Here's the Willets Point United's Press release in support of Nick Sprayregen and the Singhs:
From: Willets Point United Inc. ("WPU") • www.willetspoint.org • email@example.com Spokesperson: Richard Lipsky • 914-572-2865 Attorney: Mike Rikon • 212-422-4000
New York, New York – June 1, 2010 For Immediate Release "Willets Point United Inc. supports Kaur plaintiffs; Recognizes fundamental similarities with Willets Point land grab" Members of Willets Point United Inc. ("WPU") have traveled to Albany to support the plaintiff property owners in Kaur v. Urban Development Corporation, and to attend the oral arguments. The circumstances of the Empire State Development Corporation's intended use of eminent domain in West Harlem to benefit Columbia University, closely resemble the City of New York's intended use of eminent domain at Willets Point to benefit an as-yet-unnamed private developer.
Self-made "blight": In West Harlem, Columbia acquired a number of buildings via private transactions, and then deliberately allowed them to sit vacant and deteriorate, thereby establishing self-made "blight" that has become a questionable basis for the use of eminent domain. Similarly, at Willets Point, the City of New York has systematically deprived the neighborhood of municipal services and infrastructure for several decades, while allowing the public property there to fall into a state of self-made disrepair, which the City believes constitutes "blight" that may become a basis for the City's use of eminent domain.
Same "blight" consultant: When authoring the West Harlem "blight study", consultant Allee King Rosen & Fleming, Inc. ("AKRF") was not a neutral party, and its report – instead of being impartial – was designed to promote a pre-ordained conclusion that benefitted Columbia University. The same firm – AKRF – also authored the Neighborhood Conditions Study that pertains to Willets Point.
No "public use": Although the Fifth Amendment requires a "public use" when property is acquired by eminent domain, in West Harlem the exercise of eminent domain is to benefit Columbia University, a private institution. At Willets Point, the exercise of eminent is to benefit an as-yet-unnamed private developer; or perhaps even a sports team franchise, as has recently been rumored.

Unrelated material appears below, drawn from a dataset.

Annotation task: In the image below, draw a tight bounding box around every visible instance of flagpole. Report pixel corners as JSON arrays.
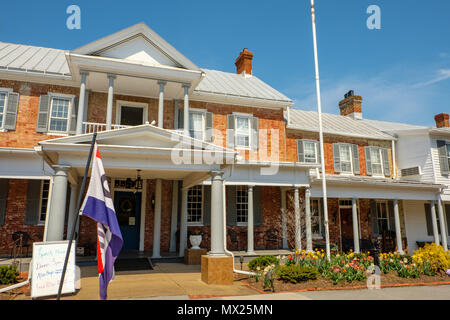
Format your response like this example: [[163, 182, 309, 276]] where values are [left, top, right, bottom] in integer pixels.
[[56, 132, 97, 300], [311, 0, 330, 260]]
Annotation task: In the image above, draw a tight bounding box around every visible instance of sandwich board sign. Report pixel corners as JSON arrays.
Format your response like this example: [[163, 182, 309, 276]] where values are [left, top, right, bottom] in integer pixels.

WPU is a coalition of more than 20 Willets Point property owners who are actively opposing the City of New York's attempt to acquire their land. WPU believes that the outrageous attempts to exercise eminent domain in West Harlem and at Willets Point clearly underscore the urgent need for reform of New York State's eminent domain law, as has already been done by more than 40 other states in response to the notorious 2005 Kelo eminent domain decision. WPU calls for a moratorium on all use of eminent domain within New York State, until such time as the Eminent Domain Procedure Law has been revised to define "blight" and "just compensation"; to provide for full judicial review, including cross-examination of witnesses; and to prohibit the use of eminent domain to condemn property to facilitate development by new and favored private owners who seek merely to replace one existing use of the property with another.